Si riemerge dall’acqua, proprio come facciamo in questa Santa Notte: nel fonte battesimale noi siamo stati portati per essere immersi nelle acque, segno di morte, e poter riemergere a vita nuova. Così infatti venivano battezzati i primi cristiani e lungo i secoli questa pratica venne mantenuta. L’acqua può essere segno di morte, se si pensa al soffocamento che ne consegue quando si sta sotto per troppo tempo, ma diventa segno di vita, perché senza acqua non viviamo, non vive la natura, non vive il mondo. Eppure c’è chi in questi giorni brama l’acqua perché si sente soffocare per via delle vie respiratorie ostruite che richiedono acqua che porti un po’ di sollievo. Nell’acqua siamo immersi, per morire al peccato e riemergere a vita nuova: una vita nuova che ci auguriamo di vivere dopo questi momenti, che speriamo siano solo una parentesi che si sta chiudendo; una vita nuova nel cuore e nello spirito; una vita che, immersa nell’acqua battesimale, sia purificata dalle menzogne, dalle cattiverie, dalla voglia di rivalsa e di odio che ci ha soffocato; per guarire da questi rancori non ci sono mezzi sanitari, ma solo la grazia di Dio. Mia nonna, quando ero piccolo e non prendevo parte alla Veglia pasquale, ci ha insegnato che quando slegavano le campane per l’annuncio di risurrezione, dal rubinetto del lavandino scendeva acqua benedetta e ci faceva lavare gli occhi. Ora, non so se nel momento in cui abbiamo sciolto le campane si sia ripetuta questa grazia, ma mi piace pensare che, oggi più che mai, questo sia avvenuto, e mi piace pensare che nel momento in cui benediremo l’acqua nel fonte battesimale e saremo aspersi di quest’acqua, anche nelle nostre case l’acqua sia benedetta, così da poter ricordare il nostro battesimo segnandoci col segno della croce e conservandola anche per la Messa e la mensa del giorno di Pasqua, perché il Risorto liberi le nostre case dal peccato che conduce il nostro cuore, come un virus, alla morte, non fisica, ma spirituale.

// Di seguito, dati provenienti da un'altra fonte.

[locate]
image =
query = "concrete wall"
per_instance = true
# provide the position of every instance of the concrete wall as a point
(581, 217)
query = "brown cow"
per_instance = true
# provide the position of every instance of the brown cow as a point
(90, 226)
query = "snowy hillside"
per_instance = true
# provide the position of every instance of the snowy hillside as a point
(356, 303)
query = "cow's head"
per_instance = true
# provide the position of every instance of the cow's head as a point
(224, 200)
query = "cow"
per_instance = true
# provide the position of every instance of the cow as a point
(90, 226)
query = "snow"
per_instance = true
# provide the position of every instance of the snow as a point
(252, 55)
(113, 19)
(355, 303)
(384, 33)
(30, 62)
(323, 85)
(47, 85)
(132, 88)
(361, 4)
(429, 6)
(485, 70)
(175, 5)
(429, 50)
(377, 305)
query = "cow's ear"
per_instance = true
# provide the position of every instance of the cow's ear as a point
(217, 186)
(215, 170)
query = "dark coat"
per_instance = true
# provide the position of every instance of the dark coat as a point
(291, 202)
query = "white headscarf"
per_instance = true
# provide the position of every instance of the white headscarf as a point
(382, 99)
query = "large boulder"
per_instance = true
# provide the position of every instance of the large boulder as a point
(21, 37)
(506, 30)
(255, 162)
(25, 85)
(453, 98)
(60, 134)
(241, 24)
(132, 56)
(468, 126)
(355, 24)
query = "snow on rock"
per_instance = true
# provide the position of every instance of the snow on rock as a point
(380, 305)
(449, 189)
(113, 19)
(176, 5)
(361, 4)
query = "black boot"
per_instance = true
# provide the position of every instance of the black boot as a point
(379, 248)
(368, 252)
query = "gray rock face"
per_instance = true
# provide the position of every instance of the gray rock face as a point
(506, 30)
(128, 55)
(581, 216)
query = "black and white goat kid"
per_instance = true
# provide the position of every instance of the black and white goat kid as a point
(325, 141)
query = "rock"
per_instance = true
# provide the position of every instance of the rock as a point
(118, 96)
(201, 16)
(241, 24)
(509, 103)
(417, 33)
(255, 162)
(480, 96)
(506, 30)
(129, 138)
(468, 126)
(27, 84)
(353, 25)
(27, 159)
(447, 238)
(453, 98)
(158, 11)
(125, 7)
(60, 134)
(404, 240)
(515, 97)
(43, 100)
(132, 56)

La Messa e la mensa: due cose diverse, ma uguali. Dopo esserci dissetati con l’acqua nuova del battesimo, il Signore ci invita alla Mensa dell’eucaristia: egli ci invita a fare festa con Lui risorto, perché Egli è vivo in mezzo a noi. L’eucaristia e i sacramenti sono il segno più grande della sua presenza viva in mezzo a noi. Facciamo il proposito in questa Notte santa di non restare mai più senza eucaristia e offriamo al Signore la nostra promessa come voto perché egli, il Risorto, ci liberi subito da questo male per tornare a fare festa con Lui, per tornare a lodarlo con parole, canti e gesti nella comunità che abbiamo imparato ad apprezzare e a desiderare in questo tempo austero. Promettiamo a Cristo risorto di non rifiutare mai più il suo invito domenicale alla Messa che è la mensa alla quale noi ci sediamo come nelle nostre case, per vivere l’amore di Dio che si dona a noi come pane spezzato e si riversa in noi come vino buono che da gioia. Promettiamogli, come voto, di non voler più fare a meno di Lui, non per comprare la sua Grazia, ma per viverla per sempre in un tempo nuovo che imploriamo ci possa donare in questa Notte di Risurrezione.